SofiaAmes - your DD sounds so similar to mine. Mine also exceptional at english, writing, reading and comprehension, but struggles with spelling. She still also enjoys endlessly re-reading her early childhood books alongside stuff well beyond her reading age. Her memory is excellent when a narrative is involved but not so good around facts and routines. Good also at general maths concepts and broader 'difficult' concepts - very quick to grasp ideas, but doesn't automatically recognise that 8+4 same as 4+8 and has never really mastered her times tables. DH had same issues. He ended up doing maths-based Phd but still can't do simple mental maths or follow a set of instructions, he was motivated by a love of science which DD doesn't seem to have, so she seems more inclined to give up on herself when it comes to maths. It seems process, sequencing and routines are the challenge for them both. I will look into suggested links, I just want to understand if/what the problem is so I can have a constructive conversation with DD's school and do what I can to provide support at home.

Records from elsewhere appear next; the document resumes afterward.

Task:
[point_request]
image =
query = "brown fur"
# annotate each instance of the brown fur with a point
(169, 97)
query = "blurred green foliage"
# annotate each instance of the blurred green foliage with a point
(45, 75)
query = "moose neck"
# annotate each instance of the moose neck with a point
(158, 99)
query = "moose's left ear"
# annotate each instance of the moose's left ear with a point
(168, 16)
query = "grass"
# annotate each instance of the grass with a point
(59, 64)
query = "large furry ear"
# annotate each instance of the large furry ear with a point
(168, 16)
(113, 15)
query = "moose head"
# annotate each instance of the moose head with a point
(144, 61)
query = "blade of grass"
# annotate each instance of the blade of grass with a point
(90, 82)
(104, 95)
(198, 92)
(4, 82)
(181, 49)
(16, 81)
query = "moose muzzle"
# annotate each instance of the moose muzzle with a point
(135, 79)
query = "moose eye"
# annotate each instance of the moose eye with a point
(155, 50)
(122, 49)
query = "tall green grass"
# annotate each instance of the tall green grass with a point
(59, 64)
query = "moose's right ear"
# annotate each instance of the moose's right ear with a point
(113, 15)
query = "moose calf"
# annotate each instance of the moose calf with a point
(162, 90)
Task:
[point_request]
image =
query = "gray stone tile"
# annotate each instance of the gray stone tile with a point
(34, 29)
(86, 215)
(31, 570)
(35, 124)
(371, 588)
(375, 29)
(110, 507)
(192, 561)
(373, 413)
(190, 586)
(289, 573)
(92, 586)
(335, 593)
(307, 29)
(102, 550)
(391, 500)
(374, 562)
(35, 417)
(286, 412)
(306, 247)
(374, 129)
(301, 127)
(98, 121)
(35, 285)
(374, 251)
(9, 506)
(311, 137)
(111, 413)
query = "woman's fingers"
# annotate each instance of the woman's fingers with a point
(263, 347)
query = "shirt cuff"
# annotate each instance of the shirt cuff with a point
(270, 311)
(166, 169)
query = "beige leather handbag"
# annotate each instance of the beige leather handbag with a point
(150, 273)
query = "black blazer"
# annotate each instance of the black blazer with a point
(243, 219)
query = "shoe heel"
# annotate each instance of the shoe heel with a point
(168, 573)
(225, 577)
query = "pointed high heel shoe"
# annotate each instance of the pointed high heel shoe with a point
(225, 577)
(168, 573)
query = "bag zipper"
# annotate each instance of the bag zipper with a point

Mendi Thu 29-Aug-13 11:33:27

I had never heard of this before but now convinced this is my difficulty too. I have never "got" numerical concepts and have zero spatial awareness or sense of direction.

OP, perhaps an Ed.Psych. would be the sort of person to make a proper diagnosis which you could then use to get help for your DD?

haggisaggis Thu 29-Aug-13 11:45:06

Fairly sure my dd (just turned 11) is dyscalculic. Unfortunately she is also very dyslexic and up to now more time has been spent on getting her reading than properly tackling her maths problems. She cannot remember times tables or number bonds. She has only fairly recently realised that 2 x 5 = 10 and that 2 x 10=20. Now she has though we have been able to use these facts to help her do more complicated calculations. I know she's intelligent - her vocabulary is far beyond her peers - so it gets very frustrating when she can't do what appears very simple calculations!

jibjib Thu 29-Aug-13 12:50:36

From the little information I've been able to find about dyscalculia, there do seem to be links with dyspraxia and dyslexia, although they don't always go together. Lack of spatial awareness, delayed meeting of milestones such as crawling (my DD was a bottom shuffler - quite common with dyspraxic/dyslexic/dyscalculic kids apparently, although we had no idea it was an indicator of anything at the time), walking etc. trouble with balance, inability to do jigsaws & create patterns, trouble with telling time and reading maps, understanding measurements and differences of scale.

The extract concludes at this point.